Identity resolution summary¶
The Stitch page shows the outcome of identity resolution, including:
A summary of changes within an identity graph over time
A collection of benchmarks against which you can measure the quality of an identity graph
A data explorer for deduplicated records organized by data source
Summary of identity resolution¶
Identity resolution is the process of connecting and matching data points that exist in many sources to build a unified view of a single customer. Identity resolution is expressed as an identity graph, which assigns an Amperity ID to each unique customer profile in the identity graph.

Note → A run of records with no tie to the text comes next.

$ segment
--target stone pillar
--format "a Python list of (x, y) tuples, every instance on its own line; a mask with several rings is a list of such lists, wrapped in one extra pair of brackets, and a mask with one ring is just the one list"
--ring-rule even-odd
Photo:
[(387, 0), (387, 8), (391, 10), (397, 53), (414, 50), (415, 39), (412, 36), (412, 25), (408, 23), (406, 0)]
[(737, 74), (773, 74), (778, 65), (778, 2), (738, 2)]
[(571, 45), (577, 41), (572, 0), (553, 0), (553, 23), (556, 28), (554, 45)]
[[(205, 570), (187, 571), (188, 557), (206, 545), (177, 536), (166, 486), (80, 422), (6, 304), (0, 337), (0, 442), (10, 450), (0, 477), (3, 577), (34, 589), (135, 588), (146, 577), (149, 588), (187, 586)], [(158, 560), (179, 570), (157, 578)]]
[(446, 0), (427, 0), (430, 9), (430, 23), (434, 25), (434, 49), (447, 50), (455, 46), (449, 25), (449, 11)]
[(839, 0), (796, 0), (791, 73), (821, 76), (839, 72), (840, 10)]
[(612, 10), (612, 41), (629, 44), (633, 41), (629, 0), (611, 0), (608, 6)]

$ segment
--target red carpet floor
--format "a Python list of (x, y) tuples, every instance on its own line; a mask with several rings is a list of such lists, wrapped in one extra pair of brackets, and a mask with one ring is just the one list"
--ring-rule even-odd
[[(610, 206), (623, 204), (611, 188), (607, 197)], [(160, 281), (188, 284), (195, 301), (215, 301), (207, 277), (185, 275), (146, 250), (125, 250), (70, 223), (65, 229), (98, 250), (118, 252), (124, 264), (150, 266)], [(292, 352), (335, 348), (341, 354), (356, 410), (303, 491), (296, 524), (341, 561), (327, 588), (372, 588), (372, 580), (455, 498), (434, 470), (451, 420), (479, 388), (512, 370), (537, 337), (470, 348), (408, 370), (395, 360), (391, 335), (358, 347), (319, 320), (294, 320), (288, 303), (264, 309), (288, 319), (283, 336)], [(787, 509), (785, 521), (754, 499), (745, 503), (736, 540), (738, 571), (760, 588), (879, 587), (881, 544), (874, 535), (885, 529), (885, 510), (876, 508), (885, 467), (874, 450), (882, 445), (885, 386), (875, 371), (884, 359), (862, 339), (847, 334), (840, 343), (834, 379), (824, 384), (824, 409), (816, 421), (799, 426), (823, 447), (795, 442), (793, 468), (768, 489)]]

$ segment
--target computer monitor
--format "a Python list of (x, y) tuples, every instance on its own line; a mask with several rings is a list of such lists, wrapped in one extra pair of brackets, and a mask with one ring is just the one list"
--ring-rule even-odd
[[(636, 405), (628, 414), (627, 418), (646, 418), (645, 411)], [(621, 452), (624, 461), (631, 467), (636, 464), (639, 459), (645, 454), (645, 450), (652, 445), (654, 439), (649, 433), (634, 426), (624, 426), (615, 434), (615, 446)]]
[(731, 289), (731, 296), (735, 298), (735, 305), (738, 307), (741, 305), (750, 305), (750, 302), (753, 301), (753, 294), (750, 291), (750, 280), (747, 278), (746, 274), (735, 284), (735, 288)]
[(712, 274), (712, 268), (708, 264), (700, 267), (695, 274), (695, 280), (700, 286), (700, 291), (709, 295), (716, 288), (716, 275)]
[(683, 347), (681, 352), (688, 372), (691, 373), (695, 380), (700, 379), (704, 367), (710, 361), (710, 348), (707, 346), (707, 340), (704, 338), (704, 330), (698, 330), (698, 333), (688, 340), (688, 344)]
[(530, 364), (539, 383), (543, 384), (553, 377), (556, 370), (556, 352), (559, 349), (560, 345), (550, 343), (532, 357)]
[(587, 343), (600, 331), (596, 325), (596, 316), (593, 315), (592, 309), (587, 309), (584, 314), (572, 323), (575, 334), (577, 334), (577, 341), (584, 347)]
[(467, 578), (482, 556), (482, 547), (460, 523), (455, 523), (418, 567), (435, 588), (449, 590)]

The Summary tab on the Stitch page shows the results of identity resolution and how it changes over time.
The Summary tab shows:
The number of unique customer profiles assigned an Amperity ID.
An Amperity ID is a unique identifier assigned to a cluster of records within an identity graph. Each Amperity ID represents all of the records within a customer profile.
The last time a full Stitch run completed.
A graph for viewing how identity changes over time.
The percentage of profiles associated with deterministic, probabilistic, and transitive matching strategies.
The complexity of customer profiles based on the number of records in profiles, sorted by 1, 2, 3, 4, 5-10, 11-15, 16-20, 21-25, and 26+ records.
Identity changes over time¶
Adaptive identity is the process of building an identity graph that forms the foundation of customer profiles and defines a keychain of identifiers. Activate customer profiles for marketing campaigns and journeys. Integrate these profiles with other operational systems. Identity recognition uses a keychain to associate real-time events to known customer profiles.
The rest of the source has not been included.